WestCONnex delivers traffic chaos and resident outrage as Rozelle Interchange opens

December 14, 2023
Cartoon: Susan Dorothea White

Hundreds of angry residents at a December 7 meeting at Balmain Town Hall expressed their fury at the traffic gridlock and chaos in the suburbs of Rozelle, Annandale and Balmain just days after WestConnex’s $3.9 billion Rozelle Interchange opened.

Kobi Shetty, Greens MLA for Balmain, received huge applause when she pointed to the elephant in the room: the systematic prioritisation of collecting more tolls over transport needs.

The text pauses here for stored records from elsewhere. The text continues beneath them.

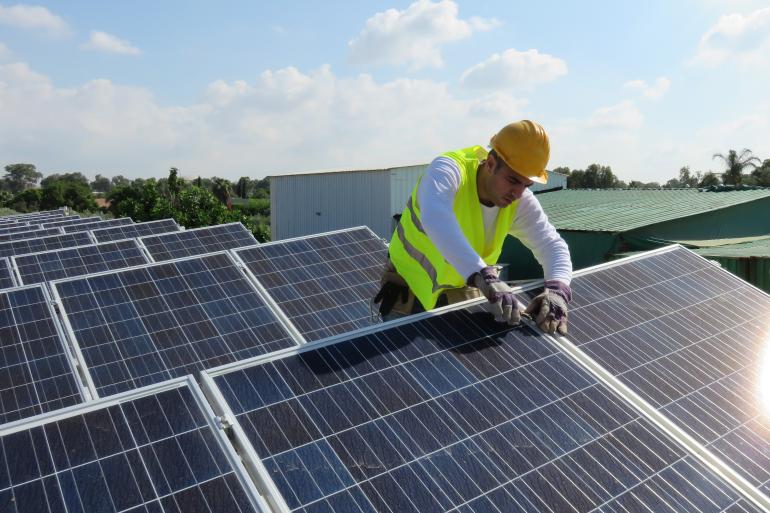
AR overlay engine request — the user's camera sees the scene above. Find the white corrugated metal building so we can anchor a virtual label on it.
[268,164,567,240]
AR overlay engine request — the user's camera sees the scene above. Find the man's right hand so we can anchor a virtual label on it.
[467,265,521,326]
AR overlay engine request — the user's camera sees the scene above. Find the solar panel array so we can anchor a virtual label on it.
[92,219,180,242]
[235,228,388,340]
[12,239,149,285]
[0,378,260,513]
[141,223,257,262]
[0,285,83,422]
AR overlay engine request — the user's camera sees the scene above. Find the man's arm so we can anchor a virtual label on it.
[417,157,487,278]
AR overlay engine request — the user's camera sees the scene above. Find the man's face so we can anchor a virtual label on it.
[487,153,534,208]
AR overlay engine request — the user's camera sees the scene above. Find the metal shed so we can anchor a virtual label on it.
[268,164,567,240]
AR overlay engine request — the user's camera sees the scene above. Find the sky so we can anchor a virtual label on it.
[0,0,770,182]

“The government should look at their contracts with WestConnex to see if they can do anything to change that prioritisation,” she said.

Shetty said Labor needs to deliver more public transport alternatives, including extra ferry services from Balmain West and Annandale.

John Holland, the corporation contracted to build the Rozelle Interchange, boasts that it is “one of the most complex underground motorways ever undertaken”.

It consists of 23 kilometres of tunnel, four cut and cover tunnel portal structures and 12 bridges. Three exhaust stacks, bizarrely decorated with a post-industrial-style facade, spew tonnes of carcinogenic diesel exhaust emissions over densely populated suburbs.

“This mess was predicted by Rozelle Against WestConnex [RAW] in 2017 in our aptly named publication Bottleneck,” Peter Hehir, former RAW convenor, who lives right next to the interchange told Green Left.

“It is probably worse than we imagined. I would hate to be in that queue in a tunnel waiting to exit at White Bay because the exhaust fumes will not be able to dissipate.

“The quality of the ambient air at Easton Park [above the interchange] has deteriorated. I go for a ride at about 6 o’clock in the morning in that area, and my eyes are stinging from the exhaust fumes.”

Inner West Council Mayor Darcy Byrne told the meeting that the council would set up an expert committee to look at solutions. But the crowd was not satisfied.

Tinkering around with lanes and signage is nothing but “putting lipstick on a pig”, Hehir said.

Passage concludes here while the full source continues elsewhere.